Pre-budget consultation: Industry seeks simpler capital gains tax regime

For salary, CII suggested normal slab rates, 30% for lotteries and horse race winnings and 2% on other payments.
Representative Image.
Representative Image.

NEW DELHI: Industry bodies have emphasised the need for simplicity, consistency and rationalisation of capital gains tax regime. In a pre-budget consultation with revenue secretary Sanjay Malhotra, industry bodies like the Confederation of Indian Industry (CII), FICCI and Assocham have suggested that capital gains tax regime should have a broader bucket of two-three asset classes, and accordingly rationalise the holding periods, indexation benefit eligibility as well as tax rates.

The CII has suggested rate of 10% as long-term gains tax rate for financial assets and 20% (with indexation) for assets other than financial assets like immovable property etc, and 15% as short-term capital gains tax rate for financial assets. It also recommended 12 months as holding period for turning long term in case of financial assets and 36 months for assets like immovable property.

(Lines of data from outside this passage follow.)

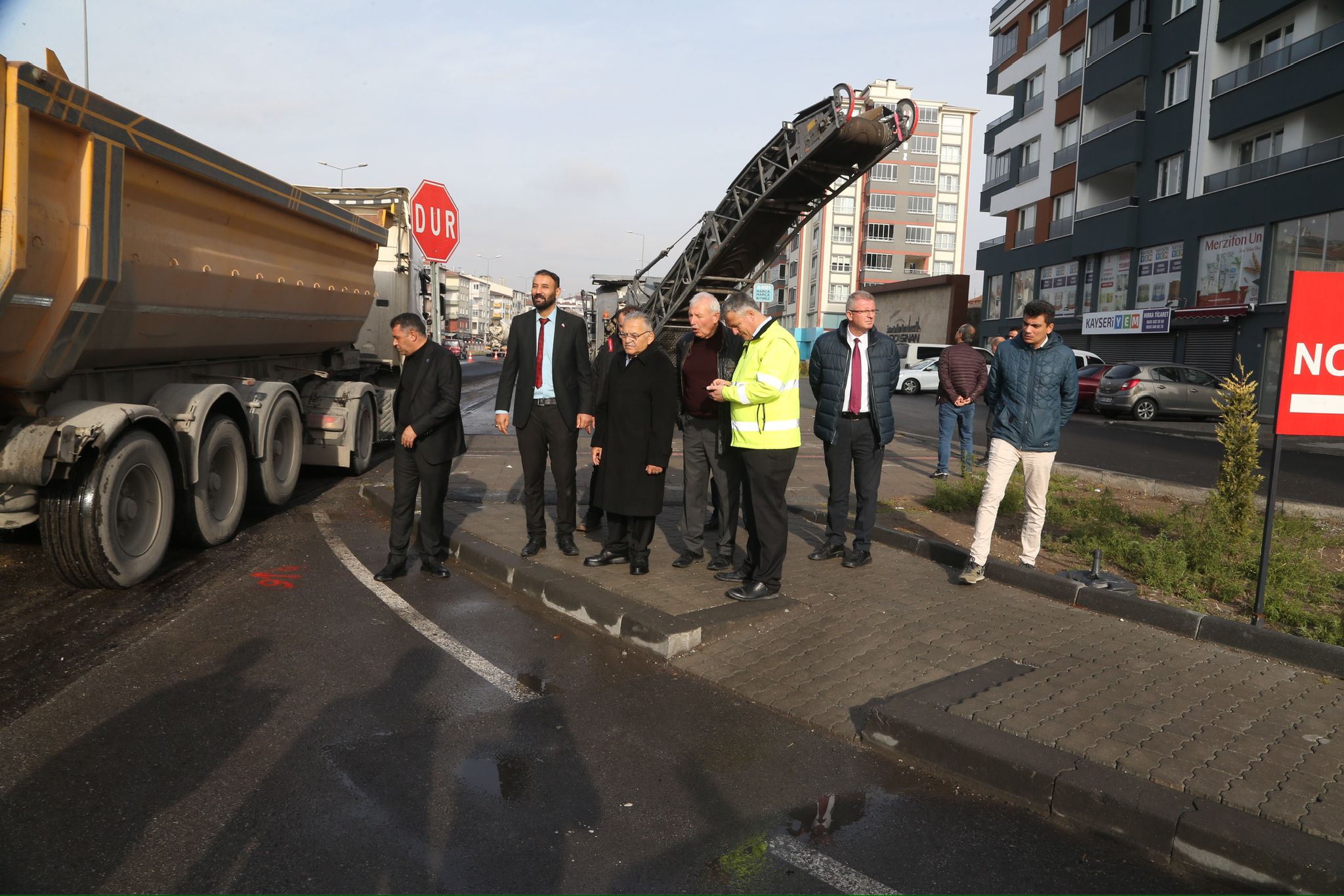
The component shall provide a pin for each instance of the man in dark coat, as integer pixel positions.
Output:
(852, 373)
(429, 436)
(632, 443)
(549, 378)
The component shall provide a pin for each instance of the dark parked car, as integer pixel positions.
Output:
(1156, 387)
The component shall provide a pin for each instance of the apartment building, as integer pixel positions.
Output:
(905, 218)
(1172, 157)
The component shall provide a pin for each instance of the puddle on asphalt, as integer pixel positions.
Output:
(503, 778)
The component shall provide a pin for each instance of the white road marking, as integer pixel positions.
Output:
(451, 645)
(824, 868)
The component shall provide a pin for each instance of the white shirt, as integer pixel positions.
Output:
(856, 344)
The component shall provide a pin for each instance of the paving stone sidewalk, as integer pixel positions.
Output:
(1238, 729)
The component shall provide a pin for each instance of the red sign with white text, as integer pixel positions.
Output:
(1311, 397)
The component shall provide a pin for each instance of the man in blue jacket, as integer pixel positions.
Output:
(852, 373)
(1032, 393)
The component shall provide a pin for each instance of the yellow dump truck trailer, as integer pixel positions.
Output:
(178, 331)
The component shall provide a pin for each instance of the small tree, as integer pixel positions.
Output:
(1238, 433)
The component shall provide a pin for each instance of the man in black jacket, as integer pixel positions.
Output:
(709, 352)
(550, 380)
(852, 373)
(429, 436)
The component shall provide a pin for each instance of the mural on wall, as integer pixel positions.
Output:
(1228, 268)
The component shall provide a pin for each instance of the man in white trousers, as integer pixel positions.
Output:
(1032, 393)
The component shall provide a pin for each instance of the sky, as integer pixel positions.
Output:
(556, 127)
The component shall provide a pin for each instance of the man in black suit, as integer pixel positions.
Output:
(429, 434)
(550, 380)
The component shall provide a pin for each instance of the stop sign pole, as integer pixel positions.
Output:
(434, 226)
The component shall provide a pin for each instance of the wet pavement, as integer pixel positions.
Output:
(278, 727)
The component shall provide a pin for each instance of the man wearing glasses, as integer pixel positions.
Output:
(852, 373)
(632, 443)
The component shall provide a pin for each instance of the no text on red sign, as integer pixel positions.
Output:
(434, 223)
(1311, 398)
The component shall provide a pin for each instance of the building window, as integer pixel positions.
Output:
(1177, 85)
(1169, 176)
(1263, 147)
(922, 146)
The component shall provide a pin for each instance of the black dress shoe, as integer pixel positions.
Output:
(856, 559)
(827, 552)
(434, 569)
(687, 559)
(754, 592)
(394, 570)
(606, 558)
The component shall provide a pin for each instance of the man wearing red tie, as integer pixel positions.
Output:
(852, 371)
(550, 380)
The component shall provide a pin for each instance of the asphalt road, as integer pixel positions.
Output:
(283, 727)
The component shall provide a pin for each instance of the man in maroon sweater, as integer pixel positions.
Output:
(961, 380)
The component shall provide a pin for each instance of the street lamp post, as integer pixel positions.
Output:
(641, 247)
(363, 164)
(488, 260)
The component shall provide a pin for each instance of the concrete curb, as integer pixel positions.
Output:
(1267, 642)
(582, 601)
(1166, 824)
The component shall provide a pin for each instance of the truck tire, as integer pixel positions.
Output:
(109, 524)
(209, 512)
(366, 426)
(274, 474)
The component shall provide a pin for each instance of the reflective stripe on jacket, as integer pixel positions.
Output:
(764, 394)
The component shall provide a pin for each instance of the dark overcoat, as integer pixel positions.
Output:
(636, 414)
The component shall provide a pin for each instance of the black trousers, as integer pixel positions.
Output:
(546, 434)
(765, 511)
(413, 473)
(855, 448)
(629, 535)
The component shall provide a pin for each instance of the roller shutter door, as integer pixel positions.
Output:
(1211, 350)
(1136, 348)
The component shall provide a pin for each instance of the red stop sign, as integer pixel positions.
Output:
(434, 220)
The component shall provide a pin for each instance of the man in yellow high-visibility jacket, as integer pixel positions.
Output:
(765, 410)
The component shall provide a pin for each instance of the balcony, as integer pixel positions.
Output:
(1281, 164)
(1301, 74)
(1114, 144)
(1070, 82)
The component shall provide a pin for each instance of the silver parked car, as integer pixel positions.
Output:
(1148, 388)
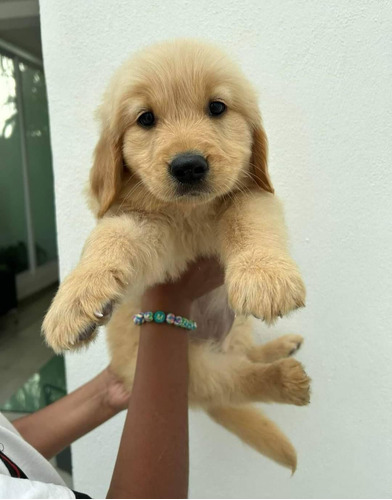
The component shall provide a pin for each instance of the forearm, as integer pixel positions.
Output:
(58, 425)
(152, 461)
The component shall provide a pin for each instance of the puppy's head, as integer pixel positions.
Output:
(182, 119)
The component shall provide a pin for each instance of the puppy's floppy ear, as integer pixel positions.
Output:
(259, 159)
(107, 170)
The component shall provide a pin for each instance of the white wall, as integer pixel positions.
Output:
(324, 73)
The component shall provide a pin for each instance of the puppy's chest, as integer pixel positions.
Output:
(196, 236)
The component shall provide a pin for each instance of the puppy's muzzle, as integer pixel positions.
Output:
(189, 168)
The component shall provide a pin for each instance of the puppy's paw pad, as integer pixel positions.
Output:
(294, 382)
(267, 287)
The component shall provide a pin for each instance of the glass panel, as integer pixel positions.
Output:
(13, 229)
(39, 158)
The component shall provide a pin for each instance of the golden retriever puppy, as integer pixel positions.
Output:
(179, 172)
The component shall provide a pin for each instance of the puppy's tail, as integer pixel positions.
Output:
(258, 431)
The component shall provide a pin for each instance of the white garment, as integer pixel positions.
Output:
(43, 480)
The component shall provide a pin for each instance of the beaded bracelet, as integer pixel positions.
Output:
(161, 317)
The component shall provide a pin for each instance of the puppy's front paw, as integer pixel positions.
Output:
(265, 286)
(83, 302)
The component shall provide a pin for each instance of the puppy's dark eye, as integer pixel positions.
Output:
(216, 108)
(147, 119)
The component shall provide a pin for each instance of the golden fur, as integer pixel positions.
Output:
(147, 233)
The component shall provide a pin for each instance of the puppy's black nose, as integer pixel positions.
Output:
(189, 168)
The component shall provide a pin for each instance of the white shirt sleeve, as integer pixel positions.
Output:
(12, 487)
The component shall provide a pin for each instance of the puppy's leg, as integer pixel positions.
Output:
(261, 277)
(279, 348)
(218, 379)
(121, 252)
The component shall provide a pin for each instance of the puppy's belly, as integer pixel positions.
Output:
(214, 316)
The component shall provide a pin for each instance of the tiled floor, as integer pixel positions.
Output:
(22, 350)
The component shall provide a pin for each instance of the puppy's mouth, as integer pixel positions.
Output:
(193, 192)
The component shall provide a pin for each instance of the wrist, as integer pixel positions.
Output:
(153, 301)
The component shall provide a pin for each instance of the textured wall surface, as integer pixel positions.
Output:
(324, 72)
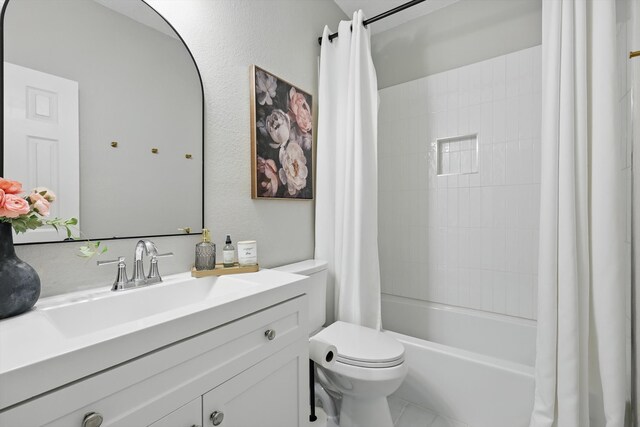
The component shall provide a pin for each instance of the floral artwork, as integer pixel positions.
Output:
(282, 139)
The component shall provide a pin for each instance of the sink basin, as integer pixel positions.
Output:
(107, 309)
(68, 337)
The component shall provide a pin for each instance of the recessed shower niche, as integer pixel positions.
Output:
(457, 155)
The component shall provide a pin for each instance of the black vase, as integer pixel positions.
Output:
(19, 282)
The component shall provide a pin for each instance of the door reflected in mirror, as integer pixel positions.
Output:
(103, 103)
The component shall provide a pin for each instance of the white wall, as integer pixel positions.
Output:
(464, 33)
(625, 43)
(137, 86)
(226, 37)
(466, 240)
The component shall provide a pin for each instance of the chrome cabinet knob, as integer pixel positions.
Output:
(92, 419)
(217, 417)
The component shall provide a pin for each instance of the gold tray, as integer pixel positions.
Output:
(221, 270)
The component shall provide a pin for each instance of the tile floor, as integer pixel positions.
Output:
(405, 414)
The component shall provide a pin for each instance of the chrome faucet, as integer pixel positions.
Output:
(148, 247)
(138, 278)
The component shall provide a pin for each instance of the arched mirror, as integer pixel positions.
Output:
(103, 103)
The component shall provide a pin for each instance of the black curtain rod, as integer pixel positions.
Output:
(379, 17)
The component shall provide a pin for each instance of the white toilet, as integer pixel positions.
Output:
(369, 365)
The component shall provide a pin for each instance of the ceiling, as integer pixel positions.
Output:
(372, 8)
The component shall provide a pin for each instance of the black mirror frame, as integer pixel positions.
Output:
(195, 64)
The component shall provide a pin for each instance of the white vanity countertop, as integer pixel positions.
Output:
(65, 338)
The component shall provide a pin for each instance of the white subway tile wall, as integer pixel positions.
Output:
(464, 239)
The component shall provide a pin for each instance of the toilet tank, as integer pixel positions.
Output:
(316, 270)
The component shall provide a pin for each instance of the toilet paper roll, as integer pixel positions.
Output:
(323, 353)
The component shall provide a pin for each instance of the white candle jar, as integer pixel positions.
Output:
(247, 252)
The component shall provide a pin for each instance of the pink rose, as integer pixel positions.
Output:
(14, 206)
(299, 110)
(10, 187)
(40, 203)
(268, 177)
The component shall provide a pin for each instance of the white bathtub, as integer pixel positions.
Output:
(468, 365)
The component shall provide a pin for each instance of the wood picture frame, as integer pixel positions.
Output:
(281, 138)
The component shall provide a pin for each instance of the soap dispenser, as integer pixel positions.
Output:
(229, 253)
(205, 252)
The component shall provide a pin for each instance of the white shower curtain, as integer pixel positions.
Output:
(580, 358)
(347, 180)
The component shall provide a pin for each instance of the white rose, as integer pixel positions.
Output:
(278, 126)
(294, 168)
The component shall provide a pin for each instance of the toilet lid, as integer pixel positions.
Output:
(361, 346)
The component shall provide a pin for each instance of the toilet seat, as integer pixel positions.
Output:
(362, 347)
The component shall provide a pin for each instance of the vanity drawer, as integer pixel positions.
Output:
(143, 390)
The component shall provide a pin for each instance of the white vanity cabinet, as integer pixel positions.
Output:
(190, 415)
(252, 370)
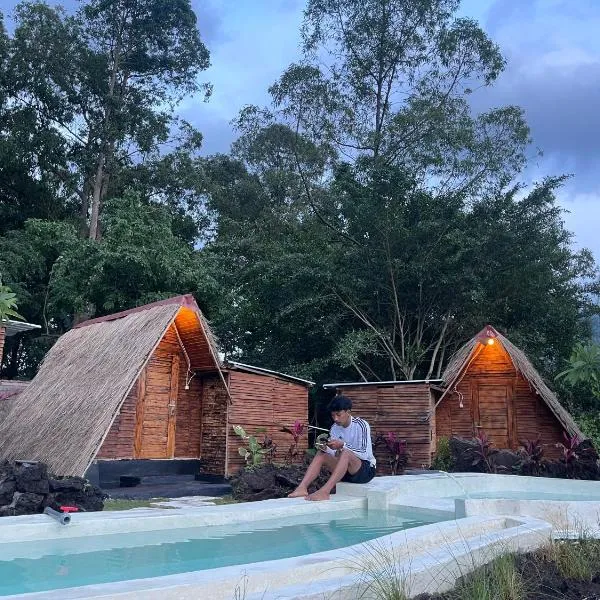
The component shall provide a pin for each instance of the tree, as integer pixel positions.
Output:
(8, 304)
(395, 194)
(389, 80)
(107, 79)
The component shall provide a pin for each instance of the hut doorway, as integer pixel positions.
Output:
(157, 408)
(492, 411)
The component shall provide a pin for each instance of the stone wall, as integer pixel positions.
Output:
(27, 488)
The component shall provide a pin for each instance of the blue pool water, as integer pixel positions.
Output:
(55, 564)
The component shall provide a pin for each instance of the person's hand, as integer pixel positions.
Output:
(335, 444)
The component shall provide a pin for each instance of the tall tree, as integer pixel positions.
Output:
(107, 79)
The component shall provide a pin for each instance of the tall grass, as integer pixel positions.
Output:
(577, 559)
(382, 574)
(498, 580)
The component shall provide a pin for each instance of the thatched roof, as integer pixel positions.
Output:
(460, 361)
(9, 390)
(62, 417)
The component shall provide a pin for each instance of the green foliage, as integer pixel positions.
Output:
(499, 580)
(590, 426)
(442, 461)
(575, 559)
(254, 454)
(8, 304)
(584, 368)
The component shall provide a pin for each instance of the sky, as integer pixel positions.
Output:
(553, 73)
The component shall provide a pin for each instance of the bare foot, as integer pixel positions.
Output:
(318, 496)
(299, 492)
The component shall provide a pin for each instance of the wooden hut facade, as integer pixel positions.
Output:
(488, 386)
(146, 385)
(401, 407)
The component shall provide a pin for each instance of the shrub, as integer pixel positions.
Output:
(442, 461)
(590, 425)
(397, 449)
(254, 454)
(296, 431)
(483, 452)
(531, 456)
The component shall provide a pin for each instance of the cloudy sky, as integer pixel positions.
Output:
(553, 52)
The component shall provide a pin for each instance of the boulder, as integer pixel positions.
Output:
(8, 486)
(60, 484)
(26, 503)
(31, 477)
(270, 481)
(27, 487)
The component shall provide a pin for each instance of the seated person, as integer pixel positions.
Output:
(348, 455)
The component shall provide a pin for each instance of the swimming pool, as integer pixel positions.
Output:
(63, 563)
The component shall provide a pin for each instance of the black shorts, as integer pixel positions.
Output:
(363, 475)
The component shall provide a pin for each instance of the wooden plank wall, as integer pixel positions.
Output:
(119, 441)
(154, 384)
(265, 401)
(213, 441)
(2, 339)
(529, 413)
(404, 409)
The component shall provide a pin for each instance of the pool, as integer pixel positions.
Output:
(556, 495)
(63, 563)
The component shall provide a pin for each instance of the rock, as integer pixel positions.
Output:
(129, 481)
(270, 481)
(31, 477)
(60, 484)
(7, 488)
(26, 488)
(463, 455)
(90, 498)
(25, 503)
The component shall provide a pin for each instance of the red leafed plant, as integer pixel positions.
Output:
(532, 457)
(398, 451)
(483, 452)
(569, 454)
(296, 431)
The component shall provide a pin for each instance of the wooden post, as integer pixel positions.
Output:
(2, 338)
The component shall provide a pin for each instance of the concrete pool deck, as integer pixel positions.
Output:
(433, 555)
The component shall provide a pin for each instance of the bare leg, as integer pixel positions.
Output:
(348, 461)
(314, 469)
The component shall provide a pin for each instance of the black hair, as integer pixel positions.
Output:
(340, 402)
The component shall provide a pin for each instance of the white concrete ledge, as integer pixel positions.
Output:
(325, 567)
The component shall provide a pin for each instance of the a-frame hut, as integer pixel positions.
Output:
(491, 386)
(146, 388)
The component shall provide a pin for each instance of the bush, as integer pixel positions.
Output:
(442, 460)
(590, 425)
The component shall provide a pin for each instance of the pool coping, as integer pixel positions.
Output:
(430, 495)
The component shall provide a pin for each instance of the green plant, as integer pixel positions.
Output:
(296, 431)
(590, 425)
(531, 454)
(498, 580)
(575, 559)
(8, 304)
(381, 572)
(584, 368)
(397, 449)
(483, 452)
(442, 461)
(254, 454)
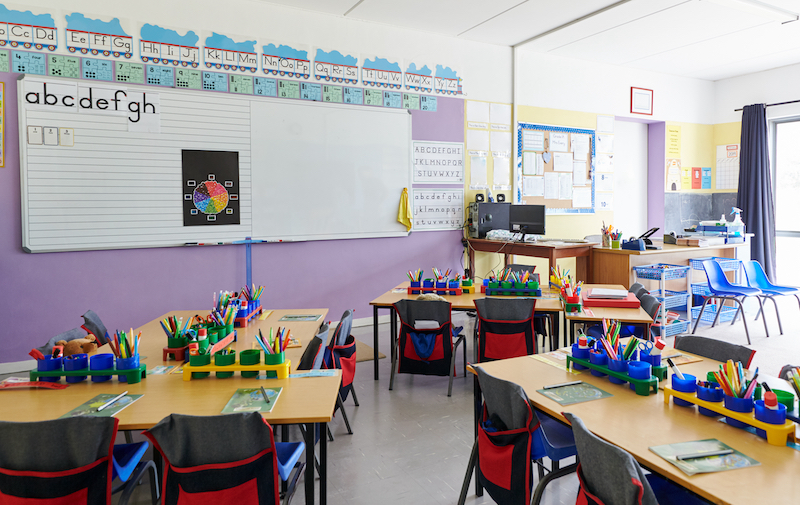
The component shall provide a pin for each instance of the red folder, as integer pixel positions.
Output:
(631, 302)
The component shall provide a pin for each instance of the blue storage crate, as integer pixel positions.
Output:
(711, 312)
(727, 264)
(654, 272)
(674, 328)
(674, 298)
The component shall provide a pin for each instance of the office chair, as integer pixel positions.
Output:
(510, 436)
(221, 459)
(722, 289)
(425, 342)
(714, 349)
(610, 476)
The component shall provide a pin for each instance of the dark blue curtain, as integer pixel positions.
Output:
(755, 187)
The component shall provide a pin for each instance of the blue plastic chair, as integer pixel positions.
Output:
(722, 289)
(757, 278)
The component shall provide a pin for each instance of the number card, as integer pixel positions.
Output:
(242, 84)
(188, 78)
(392, 99)
(63, 66)
(373, 97)
(311, 91)
(427, 103)
(354, 96)
(288, 89)
(215, 81)
(263, 86)
(98, 70)
(129, 72)
(28, 63)
(160, 76)
(331, 93)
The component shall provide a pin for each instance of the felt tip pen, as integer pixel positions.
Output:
(698, 455)
(675, 369)
(553, 386)
(111, 401)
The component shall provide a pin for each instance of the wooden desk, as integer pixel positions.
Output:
(615, 266)
(635, 423)
(550, 250)
(637, 317)
(303, 400)
(466, 301)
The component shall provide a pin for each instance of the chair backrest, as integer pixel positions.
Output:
(343, 328)
(217, 459)
(505, 328)
(608, 472)
(714, 349)
(77, 463)
(638, 289)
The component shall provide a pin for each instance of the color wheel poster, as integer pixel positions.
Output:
(210, 187)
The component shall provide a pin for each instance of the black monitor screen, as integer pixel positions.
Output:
(526, 219)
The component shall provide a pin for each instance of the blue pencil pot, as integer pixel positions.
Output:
(770, 416)
(617, 365)
(686, 385)
(101, 362)
(738, 405)
(638, 370)
(579, 353)
(598, 358)
(49, 364)
(713, 393)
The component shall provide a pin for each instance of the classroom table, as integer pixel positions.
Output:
(306, 401)
(550, 250)
(466, 301)
(636, 317)
(635, 423)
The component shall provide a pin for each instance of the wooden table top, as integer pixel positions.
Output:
(635, 423)
(637, 315)
(303, 400)
(462, 302)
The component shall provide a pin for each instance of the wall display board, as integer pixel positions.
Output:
(555, 167)
(102, 166)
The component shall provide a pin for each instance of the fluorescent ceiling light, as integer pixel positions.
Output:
(759, 8)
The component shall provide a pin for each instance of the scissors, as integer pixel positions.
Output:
(645, 346)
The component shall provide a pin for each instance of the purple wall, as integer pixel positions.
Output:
(46, 293)
(656, 160)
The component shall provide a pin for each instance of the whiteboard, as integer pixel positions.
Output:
(328, 171)
(114, 188)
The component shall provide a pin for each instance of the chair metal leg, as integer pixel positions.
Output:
(700, 315)
(468, 477)
(344, 414)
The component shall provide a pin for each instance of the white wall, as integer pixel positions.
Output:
(770, 86)
(484, 68)
(630, 178)
(554, 82)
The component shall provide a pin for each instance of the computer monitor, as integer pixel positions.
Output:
(526, 219)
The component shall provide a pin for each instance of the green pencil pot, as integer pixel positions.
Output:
(250, 357)
(224, 360)
(200, 360)
(274, 359)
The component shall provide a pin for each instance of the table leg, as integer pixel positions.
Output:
(375, 338)
(309, 477)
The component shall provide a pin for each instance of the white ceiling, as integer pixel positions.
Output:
(705, 39)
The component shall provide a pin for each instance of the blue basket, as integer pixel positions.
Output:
(675, 328)
(655, 272)
(711, 312)
(674, 298)
(727, 264)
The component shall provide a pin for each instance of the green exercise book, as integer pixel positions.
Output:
(703, 464)
(90, 408)
(251, 400)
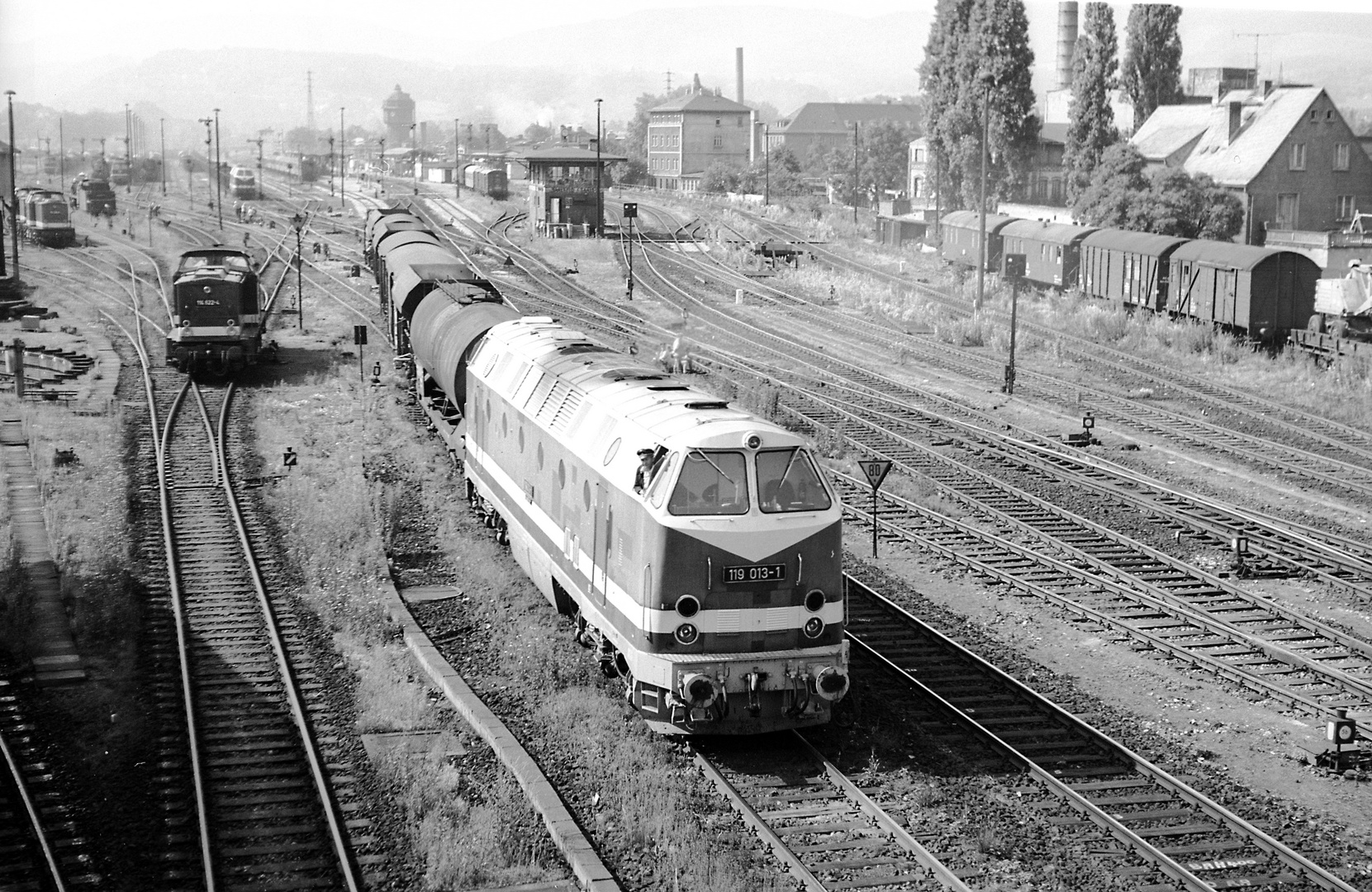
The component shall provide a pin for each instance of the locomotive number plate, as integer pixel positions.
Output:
(755, 572)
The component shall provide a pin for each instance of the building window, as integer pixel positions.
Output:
(1289, 211)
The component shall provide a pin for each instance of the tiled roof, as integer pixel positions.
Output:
(1265, 126)
(1170, 128)
(838, 117)
(701, 102)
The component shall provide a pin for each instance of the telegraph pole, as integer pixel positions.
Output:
(600, 209)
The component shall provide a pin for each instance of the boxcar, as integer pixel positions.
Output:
(1127, 267)
(961, 234)
(1260, 292)
(1052, 251)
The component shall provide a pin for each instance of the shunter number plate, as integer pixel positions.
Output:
(755, 572)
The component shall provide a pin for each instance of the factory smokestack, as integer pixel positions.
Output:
(1066, 41)
(738, 72)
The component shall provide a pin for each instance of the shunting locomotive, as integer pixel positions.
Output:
(216, 312)
(44, 217)
(242, 183)
(697, 547)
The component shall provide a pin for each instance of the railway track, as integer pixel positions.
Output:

The industry bodies asked for simplification of TDS compliances. FICCI suggested that there be only three rate structures for TDS payments – TDS on salary at slab rate, TDS on lotteries/online games etc at maximum marginal rate and two standard rates for TDS for different categories. CII said the government to consider laying down a road map for reducing the disparity in TDS rates by having only two or three categories of payments and a small “negative list” of payments which will not be liable to TDS. For salary, CII suggested normal slab rates, 30% for lotteries and horse race winnings and 2% on other payments.

CII has also proposed to expand Dispute Resolution Scheme (DRS) to mid and large taxpayers, starting with Transfer Pricing assessments, and incorporating global mediation best practices.

In addition, it sought higher RoDTEP rates for exporters, full product coverage, direct benefit transfers, and new scheme for service exports. CII proposed to implement a phased cut in duty rates over 3 years, lowest/negligible duty to raw materials, moderate duty to intermediates, and standard duty to final goods.